Progress, gaps in U.S. security detailed

? Six years after the deadliest terrorist attack on American soil, the United States in many ways is unprepared to stop another major strike against the homeland, which al-Qaida appears intent on carrying out in the near future, four of the nation’s top counterterrorism officials told Congress on Monday.

Al-Qaida’s intentions have been underscored in recent days by the disruption of suspected terrorist plots in Germany and Denmark, the first videotaped propaganda tape by Osama bin Laden in three years and persistent intelligence showing that the terrorist organization has regrouped in a safe haven in Pakistan and actively trains operatives there to launch attacks worldwide.

“Our counterterrorism efforts have disrupted some of the enemy’s plans and diminished certain capabilities,” John Scott Redd, the director of the National Counterterrorism Center, told the Homeland Security and Governmental Affairs Committee. “But the events of the last days and the last weeks clearly demonstrate the clear and present danger which continues to exist.”

During more than three hours of prepared testimony and questioning, Homeland Security Secretary Michael Chertoff, Director of National Intelligence Michael McConnell, FBI Director Robert Mueller and Redd said significant progress has been made in deterring another attack on the scale of Sept. 11, which killed nearly 3,000 people.

U.S. intelligence-gathering efforts against terrorist targets have improved dramatically , in part because of expanded post-Sept. 11 electronic surveillance powers, including those overseen by the Foreign Intelligence Surveillance Act, or FISA, according to McConnell.

Confirming a Los Angeles Times report, McConnell told the committee that U.S. electronic intercepts were instrumental in helping thwart the terrorist plot last week in Germany, which allegedly involved militants trained in Pakistani camps run by an al-Qaida affiliate group known as the Islamic Jihad Union.

The surveillance “allowed us to see and understand all the connections … to al-Qaida,” McConnell said. “Because we could understand it, we could help our partners through a long process of monitoring and observation, realizing that the perpetrators had actually obtained explosive liquids… “

After the hearing, Redd confirmed that such U.S. intercepts also played a central role in disrupting the suspected terror plot in Denmark, in which eight men with alleged al-Qaida links were arrested on suspicion of plotting a “major” attack.
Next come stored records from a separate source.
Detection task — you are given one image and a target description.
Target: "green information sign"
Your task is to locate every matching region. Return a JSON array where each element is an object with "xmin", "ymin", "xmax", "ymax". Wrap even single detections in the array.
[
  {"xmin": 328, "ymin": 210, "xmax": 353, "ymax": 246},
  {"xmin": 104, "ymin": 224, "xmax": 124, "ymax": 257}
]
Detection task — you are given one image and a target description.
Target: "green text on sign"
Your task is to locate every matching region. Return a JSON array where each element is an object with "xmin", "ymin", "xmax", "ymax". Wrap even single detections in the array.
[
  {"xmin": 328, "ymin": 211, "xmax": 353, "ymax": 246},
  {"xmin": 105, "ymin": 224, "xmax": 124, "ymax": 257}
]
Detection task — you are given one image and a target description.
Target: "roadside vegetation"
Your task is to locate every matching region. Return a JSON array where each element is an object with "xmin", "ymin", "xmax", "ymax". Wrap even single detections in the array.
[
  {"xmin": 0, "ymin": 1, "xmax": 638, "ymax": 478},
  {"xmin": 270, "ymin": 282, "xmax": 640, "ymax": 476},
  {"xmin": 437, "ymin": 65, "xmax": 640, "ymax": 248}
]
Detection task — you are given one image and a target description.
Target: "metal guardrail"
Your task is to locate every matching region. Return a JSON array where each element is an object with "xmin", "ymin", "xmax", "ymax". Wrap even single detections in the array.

McConnell said some of those capabilities were the result of a “temporary fix” in the FISA law passed by Congress in August in an attempt to maintain the surveillance system while addressing some of its legal problems. He said he believes that FISA itself is in jeopardy because of concerns that intelligence officials are “spying on Americans, doing data-mining and so on,” which he said was “simply not true.”

“If we lose FISA, we will lose, in my estimate, 50 percent of our ability to track, understand and know about these terrorists, what they’re doing to train, what they’re doing to recruit and what they’re doing to try to get into this country,” he said.

Redd testified to other successes over the past six years, saying authorities have taken thousands of terrorists off city streets and fields of battle and disrupted dozens of plots. He also said Washington is working more closely with many allies overseas and that authorities are clamping down on ways in which terrorists travel and raise money.